A R package that allows users to submit parallel workloads in Azure
MIT License
107 stars 51 forks source link

CPU overhead for submitting tasks #326

Open simon-tarr opened 6 years ago

simon-tarr commented 6 years ago

Hello,

Not an issue but more a question;

What's the expected (local) CPU overhead for submitting tasks when the data being uploaded to batch is minimal (say, a dataframe <5MB)? I have three concurrent R sessions running jobs on Azure and it can quite comfortably suck all my clock cycles if all three sessions happen to be submitting tasks at the same time.

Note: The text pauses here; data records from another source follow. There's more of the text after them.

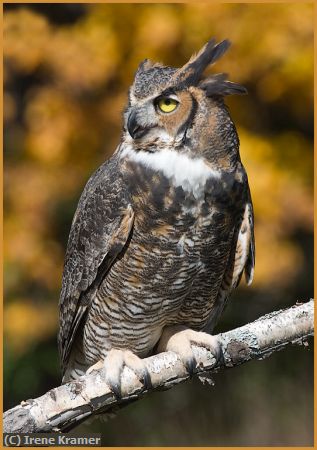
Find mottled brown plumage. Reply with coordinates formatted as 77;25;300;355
58;38;255;393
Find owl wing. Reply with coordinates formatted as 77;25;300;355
205;182;255;332
231;184;255;288
58;154;134;374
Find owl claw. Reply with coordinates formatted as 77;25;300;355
109;382;122;399
157;325;221;376
97;348;151;398
184;356;197;377
213;342;224;365
143;368;153;391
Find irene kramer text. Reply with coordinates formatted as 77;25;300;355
4;434;102;447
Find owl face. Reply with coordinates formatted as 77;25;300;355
125;88;196;144
123;39;247;149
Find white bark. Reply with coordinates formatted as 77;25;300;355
3;300;314;433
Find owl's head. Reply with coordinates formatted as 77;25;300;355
123;38;246;153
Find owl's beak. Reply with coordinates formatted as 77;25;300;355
127;110;148;139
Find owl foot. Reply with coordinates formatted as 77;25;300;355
87;349;151;398
157;325;221;376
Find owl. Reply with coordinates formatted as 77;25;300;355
58;38;255;396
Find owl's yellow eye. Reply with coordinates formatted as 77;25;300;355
157;97;178;113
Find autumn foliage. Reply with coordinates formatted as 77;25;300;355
4;3;313;445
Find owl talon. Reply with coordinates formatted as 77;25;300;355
184;356;197;377
213;342;224;365
101;348;150;398
108;382;122;399
157;325;221;374
143;368;153;390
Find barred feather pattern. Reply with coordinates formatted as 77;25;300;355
59;37;255;382
63;151;251;381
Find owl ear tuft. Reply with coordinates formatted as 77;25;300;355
200;74;248;97
174;39;231;86
136;59;154;74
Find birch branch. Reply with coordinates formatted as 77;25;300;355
4;299;314;434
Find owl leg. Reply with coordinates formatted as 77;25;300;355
86;349;151;398
157;325;222;375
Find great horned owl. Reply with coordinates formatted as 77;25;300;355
58;39;255;395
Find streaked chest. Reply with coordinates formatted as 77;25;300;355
121;146;241;236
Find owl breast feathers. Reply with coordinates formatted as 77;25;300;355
58;38;255;393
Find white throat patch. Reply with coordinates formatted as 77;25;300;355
121;146;221;198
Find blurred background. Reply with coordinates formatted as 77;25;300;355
4;3;314;445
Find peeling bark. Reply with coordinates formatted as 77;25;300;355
3;300;314;433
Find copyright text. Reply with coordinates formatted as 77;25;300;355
3;433;102;447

I'm running Pop_OS! (Ubuntu 18.10) on a Dell XPS 15 9550. This laptop is a few years old now but it's no slouch by any means...I'd have expected substantially less resource overhead given that the processing is occuring in the cloud.

I notice a similarly large increase in CPU usage on my Win10 workstation at uni but, as it's a far more powerful machine, it's always usable if many tasks are being submitted concurrently across R sessions.

Perhaps this ties into issue #300 and #217?

Cheers, SImon

brnleehng commented 6 years ago

Hi Simon,

I'll do some benchmarking on CPU overhead on task submission. How many tasks is each R session submitting?

Thanks, Brian

simon-tarr commented 6 years ago

Thanks Brian.

I'm submitting 511 tasks within each job (to a pool of 512 cores).

EDIT - I've noticed that the problem is excercerbated if one (or more) pools is downloading a merged result. When returning a result, this will also cause high CPU load and really slow down the time it takes to then submit tasks in other sessions.

I'm on a gigabit internet connection at my university so I don't think it's a bandwidth issue causing slow uploads/downloads. The .csv returned from each run is only 8.4MB in size so I'd expect it to download pretty rapidly over both my work and home connection.